Quick answer: Client-side errors happen on the player's device; server-side errors happen on your backend. Client errors affect individual players; server errors can affect everyone at once. Online games need to capture both.

For online games, errors occur in two places, the client (player's device) and the server (your backend), and they differ in blast radius and how you capture them. Here's the comparison.

What Client-Side Errors Are

Client-side errors happen in the game running on the player's device, a crash, an exception, a rendering error on someone's phone or PC. They affect the individual player whose client errored, occur across your diverse device landscape, and are captured from the field, from the player's device, with device context.

Bugnet captures client-side crashes and errors from the field with device context, grouped by signature. Client-side errors scale with your player base and hardware diversity, each is one player's client failing, so they're about the breadth of devices your game runs on.

What Server-Side Errors Are

Server-side errors happen on your backend, where your game's online services run, a failed database query, a crashed service, an unhandled exception under load. Critically, a server-side error can affect everyone at once: if a backend service fails, all players relying on it are hit, unlike a client error affecting one device.

Bugnet captures server-side errors with context (request, inputs, load), so backend failures surface diagnosably. Server-side errors are about your infrastructure under production load, and their potential blast radius, your whole player base, makes them potentially more severe than any single client error.

Why You Capture Both

They differ in where they happen, who they affect, and how you capture them: client-side (player's device, individual impact, captured from the field) versus server-side (your backend, potentially everyone affected, captured from production). For an online game, watching only one leaves you blind to half your failures.

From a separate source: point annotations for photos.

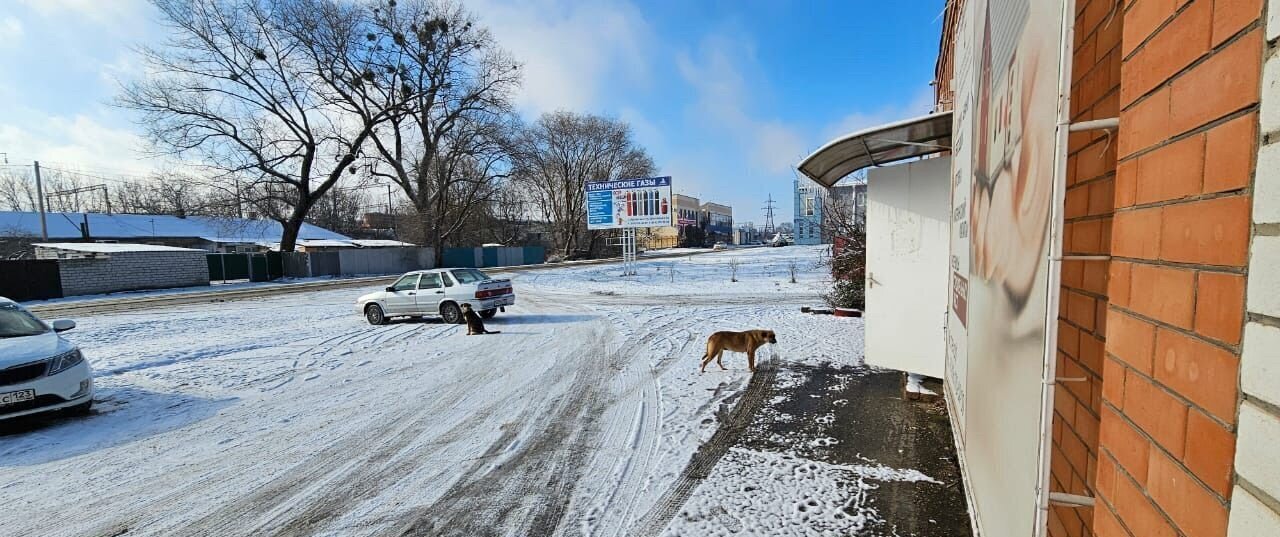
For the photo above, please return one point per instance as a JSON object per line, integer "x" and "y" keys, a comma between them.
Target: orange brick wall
{"x": 1087, "y": 232}
{"x": 1188, "y": 102}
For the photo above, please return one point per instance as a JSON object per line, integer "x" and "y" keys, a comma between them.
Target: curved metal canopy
{"x": 878, "y": 146}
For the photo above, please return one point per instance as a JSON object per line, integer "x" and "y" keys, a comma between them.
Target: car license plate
{"x": 17, "y": 396}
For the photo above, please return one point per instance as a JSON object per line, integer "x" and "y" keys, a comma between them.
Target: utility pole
{"x": 40, "y": 193}
{"x": 768, "y": 215}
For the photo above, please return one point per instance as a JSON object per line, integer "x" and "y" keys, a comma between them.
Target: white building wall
{"x": 1256, "y": 499}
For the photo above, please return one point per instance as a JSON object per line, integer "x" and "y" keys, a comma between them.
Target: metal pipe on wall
{"x": 1055, "y": 267}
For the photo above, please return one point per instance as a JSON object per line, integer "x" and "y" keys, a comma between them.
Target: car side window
{"x": 430, "y": 281}
{"x": 406, "y": 283}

Bugnet captures both client crashes and server errors, giving you visibility across the whole system. So for online games, capture both: client-side errors for the device-side failures affecting individual players, and server-side errors for the backend failures that can take everyone down, since they're different problems requiring capture in different places.

Client-side errors happen on the player's device (individual impact, captured from the field); server-side errors happen on your backend (potentially everyone affected, captured from production). Online games need to capture both.